Posta
ReviewAudited by ClawScan on May 10, 2026.
Overview
Posta appears to do what it claims, but it can act on public social accounts and stores session/API response data in predictable /tmp files, so it needs review before use.
Install only if you want the agent to manage Posta and connected social accounts. Prefer a revocable API token over email/password login, require approval before any publish/schedule/delete action, and clear or protect `/tmp/.posta_token` and `/tmp/.posta_last_response` after use.
Findings (4)
Artifact-based informational review of SKILL.md, metadata, install specs, static scan signals, and capability signals. ClawScan does not execute the skill or run runtime probes.
If invoked incorrectly, the agent could publish, schedule, change, or delete content on connected social accounts.
The helper exposes direct operations that can create, publish, schedule, update, cancel, or delete social-media posts. This is purpose-aligned for a social-media manager, but it is high-impact.
**Posts:** `posta_list_posts`, `posta_create_post`, `posta_create_post_from_file`, `posta_get_post`, `posta_update_post`, `posta_delete_post`, `posta_schedule_post`, `posta_publish_post`, `posta_cancel_post`
Use draft/preview workflows and require explicit user approval before publishing, scheduling, deleting, or updating posts or profiles.
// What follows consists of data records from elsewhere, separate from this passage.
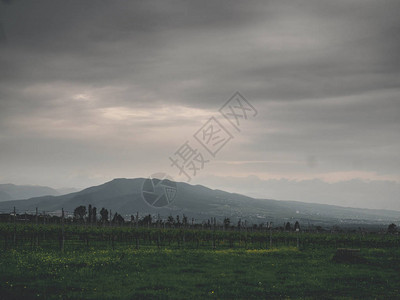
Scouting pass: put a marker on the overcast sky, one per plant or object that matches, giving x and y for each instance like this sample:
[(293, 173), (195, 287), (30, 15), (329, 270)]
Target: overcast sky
[(94, 90)]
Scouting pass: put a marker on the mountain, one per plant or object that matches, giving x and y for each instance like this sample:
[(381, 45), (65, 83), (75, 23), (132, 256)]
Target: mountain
[(14, 192), (125, 197)]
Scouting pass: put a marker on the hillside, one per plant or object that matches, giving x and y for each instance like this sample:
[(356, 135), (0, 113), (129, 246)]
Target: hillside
[(124, 196), (14, 192)]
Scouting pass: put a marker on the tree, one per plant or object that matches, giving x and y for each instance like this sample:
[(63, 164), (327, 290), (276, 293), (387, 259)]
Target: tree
[(392, 228), (147, 220), (118, 219), (184, 220), (297, 226), (94, 215), (170, 220), (90, 213), (288, 226), (80, 213), (227, 222), (103, 215)]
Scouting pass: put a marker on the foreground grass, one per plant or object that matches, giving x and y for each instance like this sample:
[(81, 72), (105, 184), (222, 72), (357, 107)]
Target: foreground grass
[(165, 273)]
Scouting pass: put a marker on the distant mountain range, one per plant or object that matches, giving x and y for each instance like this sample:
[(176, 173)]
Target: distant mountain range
[(195, 201), (14, 192)]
On some systems, another local user or process could read or reuse the cached Posta session token and act on the user's connected social accounts.
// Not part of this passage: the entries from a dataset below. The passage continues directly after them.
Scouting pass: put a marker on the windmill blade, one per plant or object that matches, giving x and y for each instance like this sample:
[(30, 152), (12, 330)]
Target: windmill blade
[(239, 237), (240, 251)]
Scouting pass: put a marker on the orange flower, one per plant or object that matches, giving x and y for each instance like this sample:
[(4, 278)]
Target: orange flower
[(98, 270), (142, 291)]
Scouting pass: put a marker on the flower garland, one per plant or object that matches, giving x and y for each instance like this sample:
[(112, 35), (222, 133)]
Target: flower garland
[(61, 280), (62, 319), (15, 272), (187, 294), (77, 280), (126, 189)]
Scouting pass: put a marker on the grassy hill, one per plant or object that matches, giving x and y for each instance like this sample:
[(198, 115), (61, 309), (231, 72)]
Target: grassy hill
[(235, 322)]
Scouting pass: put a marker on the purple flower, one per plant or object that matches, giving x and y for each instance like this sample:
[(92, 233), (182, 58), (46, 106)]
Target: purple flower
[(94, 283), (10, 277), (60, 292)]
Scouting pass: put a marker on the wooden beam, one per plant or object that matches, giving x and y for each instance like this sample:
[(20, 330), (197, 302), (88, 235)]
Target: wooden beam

Legacy email/password login stores a bearer JWT in a predictable global temporary-file path, with no visible chmod, keychain use, per-user cache directory, or cleanup.
POSTA_TOKEN_FILE="/tmp/.posta_token" ... echo "$token" > "$POSTA_TOKEN_FILE" ... token=$(cat "$POSTA_TOKEN_FILE")
Prefer a revocable `POSTA_API_TOKEN`; avoid legacy password login where possible; store cached tokens only in a user-private directory with restrictive permissions or a keychain, and delete `/tmp/.posta_token` after use.
Private social-account data or post analytics could remain on disk after the task and be read accidentally or by another local process.
Every API response is copied to a predictable `/tmp/.posta_last_response` file and left there for later access. Responses may include profile details, social account usernames, captions, analytics, or media URLs.
posta_sanitize_json "$tmpfile" > /tmp/.posta_last_response cat /tmp/.posta_last_response
Avoid persistent response files by default, or store them in a permission-restricted per-user cache and delete them after the command finishes unless the user opts in.
Users may misunderstand where the skill looks for credentials or store keys in places they did not intend the agent to use.
This credential-discovery statement conflicts with the main skill documentation and helper source, which say shell profiles are never accessed and list different dotenv files. The inconsistency can confuse users about which local files may be read.
**Auto-discovery:** The skill searches env vars, `.env.development`, `~/.zshrc`, `~/.bashrc`, and `~/.posta/credentials`
Update all documentation to match the implemented fixed credential-source list, and clearly state which files are read and which are never accessed.